The Kenyan shilling is still holding on against the US Dollar amid fears that it was on the receiving end due to the ongoing demonetization process.
Last week, the Kenya Shilling appreciated marginally against the US Dollar to close at 103.1 shillings from 103.3 shillings recorded the previous week.
According to the weekly report from Cytonn Investments, the marginal appreciation of the local currency was supported by inflows from diaspora remittances and portfolio investors buying government debt amid dollar demand from merchandise importers.
The Kenya Shilling has depreciated by 1.2 percent year to date, in comparison to the 1.3 percent appreciation in 2018.
“Despite the recent depreciation, we still expect the shilling to remain relatively stable to the dollar in the short term,” said Cytonn Investments.
The shillings continues to be protected by the narrowing of the current account deficit, with preliminary data indicating that the current account deficit narrowed to 4.2 percent of GDP in the 12-months to June 2019, from 5.4 percent recorded in June 2018.
The decline has been attributed to the resilient performance of exports particularly horticulture and coffee, strong diaspora remittances, and higher receipts from tourism and transport services. Growth of imports also slowed mainly due to lower imports of food.
Kenyans in the diaspora have continued with their increased remittances which have increased cumulatively by 13.6 percent in the 12-months to June 2019 to USD 2.8 billion, from USD 2.4 billion recorded in a similar period of review in 2018.
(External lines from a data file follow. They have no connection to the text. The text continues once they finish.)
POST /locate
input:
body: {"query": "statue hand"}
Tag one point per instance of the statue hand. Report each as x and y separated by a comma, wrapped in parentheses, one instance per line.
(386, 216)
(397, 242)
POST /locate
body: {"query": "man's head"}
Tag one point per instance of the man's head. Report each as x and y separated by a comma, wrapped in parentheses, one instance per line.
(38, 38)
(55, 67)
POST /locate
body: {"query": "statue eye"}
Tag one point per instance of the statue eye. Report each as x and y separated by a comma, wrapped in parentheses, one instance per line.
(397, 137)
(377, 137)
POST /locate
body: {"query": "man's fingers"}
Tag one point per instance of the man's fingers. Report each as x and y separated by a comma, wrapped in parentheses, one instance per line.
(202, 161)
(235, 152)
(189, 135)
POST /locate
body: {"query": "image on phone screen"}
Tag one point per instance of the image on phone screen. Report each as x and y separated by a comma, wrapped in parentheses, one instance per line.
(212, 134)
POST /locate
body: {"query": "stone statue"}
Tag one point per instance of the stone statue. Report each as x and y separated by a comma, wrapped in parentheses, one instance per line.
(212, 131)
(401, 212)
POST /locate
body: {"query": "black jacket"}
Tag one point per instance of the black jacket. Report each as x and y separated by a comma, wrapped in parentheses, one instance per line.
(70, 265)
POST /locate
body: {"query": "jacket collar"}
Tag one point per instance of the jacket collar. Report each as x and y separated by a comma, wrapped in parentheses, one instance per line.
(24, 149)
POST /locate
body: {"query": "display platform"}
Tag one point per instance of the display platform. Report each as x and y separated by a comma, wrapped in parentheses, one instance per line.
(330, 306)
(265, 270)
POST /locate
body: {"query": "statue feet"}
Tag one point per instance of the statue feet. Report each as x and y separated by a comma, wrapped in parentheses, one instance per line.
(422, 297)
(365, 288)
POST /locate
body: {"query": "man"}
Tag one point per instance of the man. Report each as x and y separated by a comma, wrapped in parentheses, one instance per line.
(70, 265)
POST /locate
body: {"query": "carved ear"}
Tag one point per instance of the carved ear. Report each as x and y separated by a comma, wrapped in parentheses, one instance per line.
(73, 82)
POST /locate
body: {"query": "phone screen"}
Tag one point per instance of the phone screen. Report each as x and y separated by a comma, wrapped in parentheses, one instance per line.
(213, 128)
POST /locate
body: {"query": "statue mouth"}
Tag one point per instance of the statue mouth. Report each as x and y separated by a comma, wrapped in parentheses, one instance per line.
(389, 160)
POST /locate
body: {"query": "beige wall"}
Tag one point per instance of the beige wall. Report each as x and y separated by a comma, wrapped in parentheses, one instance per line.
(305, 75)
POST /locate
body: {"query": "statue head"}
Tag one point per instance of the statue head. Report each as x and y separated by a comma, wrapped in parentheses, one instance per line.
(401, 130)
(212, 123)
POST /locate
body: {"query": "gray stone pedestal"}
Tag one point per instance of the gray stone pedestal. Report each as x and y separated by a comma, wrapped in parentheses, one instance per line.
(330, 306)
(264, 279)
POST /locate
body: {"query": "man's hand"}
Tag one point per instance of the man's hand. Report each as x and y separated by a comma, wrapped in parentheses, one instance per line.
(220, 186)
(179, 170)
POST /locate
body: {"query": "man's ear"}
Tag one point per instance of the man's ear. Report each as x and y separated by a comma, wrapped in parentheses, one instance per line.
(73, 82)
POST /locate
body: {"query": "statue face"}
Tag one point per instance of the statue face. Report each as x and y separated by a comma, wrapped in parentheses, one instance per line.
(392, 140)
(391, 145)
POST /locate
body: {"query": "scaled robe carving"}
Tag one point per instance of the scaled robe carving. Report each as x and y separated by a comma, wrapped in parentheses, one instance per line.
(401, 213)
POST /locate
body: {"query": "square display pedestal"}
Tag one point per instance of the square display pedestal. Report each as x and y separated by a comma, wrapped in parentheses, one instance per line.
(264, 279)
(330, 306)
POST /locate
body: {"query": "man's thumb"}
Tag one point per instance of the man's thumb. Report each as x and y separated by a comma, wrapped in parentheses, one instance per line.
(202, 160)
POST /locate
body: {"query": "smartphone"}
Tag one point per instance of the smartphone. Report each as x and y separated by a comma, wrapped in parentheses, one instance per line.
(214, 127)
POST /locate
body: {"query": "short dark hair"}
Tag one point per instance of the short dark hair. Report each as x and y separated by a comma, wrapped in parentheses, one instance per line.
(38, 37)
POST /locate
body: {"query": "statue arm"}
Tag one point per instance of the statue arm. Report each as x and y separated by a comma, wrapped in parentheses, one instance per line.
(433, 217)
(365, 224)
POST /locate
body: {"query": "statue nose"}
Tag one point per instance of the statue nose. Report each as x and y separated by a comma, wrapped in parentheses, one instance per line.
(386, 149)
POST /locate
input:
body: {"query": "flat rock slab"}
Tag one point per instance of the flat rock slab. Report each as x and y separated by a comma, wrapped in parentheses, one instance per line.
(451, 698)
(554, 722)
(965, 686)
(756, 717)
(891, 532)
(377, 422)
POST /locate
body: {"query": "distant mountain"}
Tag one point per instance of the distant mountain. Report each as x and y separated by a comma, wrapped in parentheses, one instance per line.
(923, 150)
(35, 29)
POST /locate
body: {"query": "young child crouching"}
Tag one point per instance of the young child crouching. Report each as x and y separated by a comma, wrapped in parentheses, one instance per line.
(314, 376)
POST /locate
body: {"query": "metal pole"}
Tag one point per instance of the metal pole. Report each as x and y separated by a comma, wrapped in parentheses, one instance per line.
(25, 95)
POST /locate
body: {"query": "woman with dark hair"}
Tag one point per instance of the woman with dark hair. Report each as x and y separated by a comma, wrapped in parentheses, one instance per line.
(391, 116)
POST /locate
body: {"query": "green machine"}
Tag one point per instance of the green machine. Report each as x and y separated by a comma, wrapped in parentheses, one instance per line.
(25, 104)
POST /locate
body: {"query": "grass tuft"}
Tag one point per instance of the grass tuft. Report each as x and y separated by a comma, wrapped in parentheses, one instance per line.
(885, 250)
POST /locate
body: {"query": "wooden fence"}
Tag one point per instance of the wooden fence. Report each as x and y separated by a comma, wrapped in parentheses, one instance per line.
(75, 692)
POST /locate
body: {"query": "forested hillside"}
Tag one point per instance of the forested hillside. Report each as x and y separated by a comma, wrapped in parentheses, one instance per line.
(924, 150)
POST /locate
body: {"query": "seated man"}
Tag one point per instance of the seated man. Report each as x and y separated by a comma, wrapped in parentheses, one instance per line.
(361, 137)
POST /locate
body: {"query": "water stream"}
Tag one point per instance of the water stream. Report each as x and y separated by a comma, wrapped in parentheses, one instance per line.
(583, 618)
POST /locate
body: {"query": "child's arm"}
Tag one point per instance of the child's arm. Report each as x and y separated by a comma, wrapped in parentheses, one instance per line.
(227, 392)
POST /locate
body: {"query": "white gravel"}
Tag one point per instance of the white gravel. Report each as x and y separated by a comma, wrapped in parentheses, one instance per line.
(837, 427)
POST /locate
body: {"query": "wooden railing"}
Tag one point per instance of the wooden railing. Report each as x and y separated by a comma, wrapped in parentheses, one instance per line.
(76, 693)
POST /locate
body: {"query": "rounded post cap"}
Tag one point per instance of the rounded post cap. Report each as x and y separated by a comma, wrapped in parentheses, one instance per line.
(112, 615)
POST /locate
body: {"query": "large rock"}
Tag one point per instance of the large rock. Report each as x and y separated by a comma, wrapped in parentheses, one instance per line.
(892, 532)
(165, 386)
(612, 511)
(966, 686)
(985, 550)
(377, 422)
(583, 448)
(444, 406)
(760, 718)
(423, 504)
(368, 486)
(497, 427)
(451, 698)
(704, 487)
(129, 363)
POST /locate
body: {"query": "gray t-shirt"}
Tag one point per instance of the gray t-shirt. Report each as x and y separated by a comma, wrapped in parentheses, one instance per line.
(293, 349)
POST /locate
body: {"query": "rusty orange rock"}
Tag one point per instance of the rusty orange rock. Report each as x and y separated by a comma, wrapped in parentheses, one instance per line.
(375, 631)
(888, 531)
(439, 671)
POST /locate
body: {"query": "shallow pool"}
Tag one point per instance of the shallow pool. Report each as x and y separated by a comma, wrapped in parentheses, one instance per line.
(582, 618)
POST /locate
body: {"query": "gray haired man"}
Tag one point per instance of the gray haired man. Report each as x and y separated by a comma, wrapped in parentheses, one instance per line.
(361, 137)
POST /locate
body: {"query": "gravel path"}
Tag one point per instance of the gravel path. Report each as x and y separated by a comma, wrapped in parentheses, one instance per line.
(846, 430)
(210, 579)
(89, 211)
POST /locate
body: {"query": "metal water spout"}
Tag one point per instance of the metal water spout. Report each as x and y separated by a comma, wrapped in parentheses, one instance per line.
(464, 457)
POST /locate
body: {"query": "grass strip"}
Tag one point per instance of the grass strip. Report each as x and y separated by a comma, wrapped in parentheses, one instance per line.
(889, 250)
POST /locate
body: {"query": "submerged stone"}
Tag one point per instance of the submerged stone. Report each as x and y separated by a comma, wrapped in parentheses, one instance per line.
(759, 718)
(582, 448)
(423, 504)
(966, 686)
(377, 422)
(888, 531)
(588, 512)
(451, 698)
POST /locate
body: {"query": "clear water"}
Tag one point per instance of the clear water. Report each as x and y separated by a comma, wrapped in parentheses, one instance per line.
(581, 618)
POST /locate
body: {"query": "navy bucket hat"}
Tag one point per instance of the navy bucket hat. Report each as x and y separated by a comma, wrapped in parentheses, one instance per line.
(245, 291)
The rise in diaspora remittances is due to:
- Increased uptake of financial products by the diaspora due to financial services firms, particularly banks, targeting the diaspora,
- New partnerships between international money remittance providers and local commercial banks making the process more convenient,
The Central Bank of Kenya (CBK) has remained supportive through its activities in the money market, such as repurchase agreements and selling of dollars.
There are high levels of forex reserves, currently at USD 9.4 billion (equivalent to 5.9-months of import cover), above the statutory requirement of maintaining at least 4.0-months of import cover, and the EAC region’s convergence criteria of 4.5-months of import cover.